Sortir du mythe des solutions
L’écoanxiété est le constat d’un sentiment d’absence de prises avec nos milieux et d’une difficulté à manier avec discernement les focales. Or les mécanismes d’appropriation, d’orientation et les jeux d’échelle sont au cœur de la méthode géographique. Les cartes, renouvelées dans leurs formes par l’ouvrage Terra Forma : manuel de cartographies potentielles, offrent dans les cours l’occasion d’une visibilisation du vivant, d’un renforcement du sentiment d’habiter et d’une encapacitation individuelle et collective. La finesse de la lecture géographique qu’elles proposent aide à distinguer ce sur quoi nous avons la main et ce qui nous échappe, à lever progressivement nos dépendances, mais aussi à compter nos alliés, en particulier le vivant non humain avec lequel nous pouvons entrer en collaboration.
«L’inquiétude géographique précède et porte la science objective», rappelait le géographe Eric Dardel. A l’aide de la géographie, une révolution pédagogique est nécessaire. Sortir du prêt à consommer pour accompagner des trajectoires d’engagement au sein des territoires (dans le cadre d’incubateurs étudiants). Engager une décélération pédagogique pour substituer au seul projet tutoré de nouvelles temporalités pédagogiques (veilles et permanences territoriales, retraites de lecture, saisonnalité des enseignements). Apprivoiser enfin l’incertitude et sortir du mythe des solutions : accepter de ne pas fournir de réponse précise mais aider à «re-présenter» les enjeux du problème par des formats inspirés de l’écologie culturelle à l’instar de la performance artistique.
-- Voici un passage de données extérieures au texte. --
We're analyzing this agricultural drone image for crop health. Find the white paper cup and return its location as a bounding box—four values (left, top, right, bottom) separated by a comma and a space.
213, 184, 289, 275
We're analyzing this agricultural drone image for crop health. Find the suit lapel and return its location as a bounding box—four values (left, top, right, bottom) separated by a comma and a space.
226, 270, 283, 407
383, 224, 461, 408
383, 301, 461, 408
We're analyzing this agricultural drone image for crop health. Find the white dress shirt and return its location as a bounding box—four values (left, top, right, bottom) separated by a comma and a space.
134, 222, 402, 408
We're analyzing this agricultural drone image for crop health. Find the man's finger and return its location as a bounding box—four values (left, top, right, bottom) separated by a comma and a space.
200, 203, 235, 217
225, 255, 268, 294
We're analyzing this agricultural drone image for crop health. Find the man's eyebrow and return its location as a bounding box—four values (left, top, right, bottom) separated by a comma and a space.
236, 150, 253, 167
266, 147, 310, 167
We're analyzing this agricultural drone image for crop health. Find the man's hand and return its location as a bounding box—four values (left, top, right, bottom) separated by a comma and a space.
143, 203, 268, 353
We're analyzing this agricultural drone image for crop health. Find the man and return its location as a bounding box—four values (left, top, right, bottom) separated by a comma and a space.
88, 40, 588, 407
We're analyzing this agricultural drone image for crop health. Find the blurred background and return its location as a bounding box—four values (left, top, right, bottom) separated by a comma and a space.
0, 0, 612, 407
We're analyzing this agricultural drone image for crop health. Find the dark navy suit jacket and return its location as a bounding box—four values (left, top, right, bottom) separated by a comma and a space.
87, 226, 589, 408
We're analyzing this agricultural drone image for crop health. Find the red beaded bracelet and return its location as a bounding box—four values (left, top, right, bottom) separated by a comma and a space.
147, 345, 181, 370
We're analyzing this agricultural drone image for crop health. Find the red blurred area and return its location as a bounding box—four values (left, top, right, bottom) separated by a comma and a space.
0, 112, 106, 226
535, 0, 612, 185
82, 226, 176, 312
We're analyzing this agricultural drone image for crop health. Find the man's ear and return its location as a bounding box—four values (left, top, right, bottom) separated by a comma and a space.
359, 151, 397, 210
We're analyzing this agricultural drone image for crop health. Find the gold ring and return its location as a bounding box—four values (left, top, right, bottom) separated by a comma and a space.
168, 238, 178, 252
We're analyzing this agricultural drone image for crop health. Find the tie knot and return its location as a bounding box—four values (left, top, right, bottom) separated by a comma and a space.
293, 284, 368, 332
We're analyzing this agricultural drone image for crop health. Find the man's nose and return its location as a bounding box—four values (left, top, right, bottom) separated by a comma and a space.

Un tel élargissement de la palette pédagogique mobilise l’ensemble des intelligences chez les étudiants (intuition, perception sensible) et tire une forme concrète du sentiment de flou.
Sentiment d’empathie et de cohésion
L’immersion et la pratique du terrain mettent en expérience les stratégies d’adaptation et familiarisent les étudiants avec la complexité chère à Edgar Morin. Le Campus des transitions (Sciences-Po Rennes, Caen) a ainsi proposé aux étudiants durement touchés par la Covid 19 une «école en bateau» de la Normandie jusqu’au Danemark. Au plus près des conséquences naturelles, économiques et sociales du changement climatique, les étudiants sont montés sur le voilier avec un projet personnel à impact : mesure de l’évolution chimique de l’eau, ramassage de déchets marins pour la réalisation de mobiliers pédagogiques, évaluation de dispositifs low-tech autour de l’énergie ou de l’alimentation. Enseignants, administratifs et étudiants ont pleinement contribué à la vie à bord et au pilotage, ce qui a permis l’acquisition de nouvelles compétences et a généré un fort sentiment d’empathie et de cohésion. La sobriété, loin d’être vécue négativement, a étendu la créativité du groupe. Changer de cadre pendant une période de trois semaines a aussi révélé le burn-out émotionnel vécu par certains étudiants. L’angoisse naît de l’inconnu : nous avons collectivement à créer des espaces pédagogiques qui nous mettent en situation, nous confrontent à nos peurs et nous donnent le temps de reprendre confiance en nous-mêmes.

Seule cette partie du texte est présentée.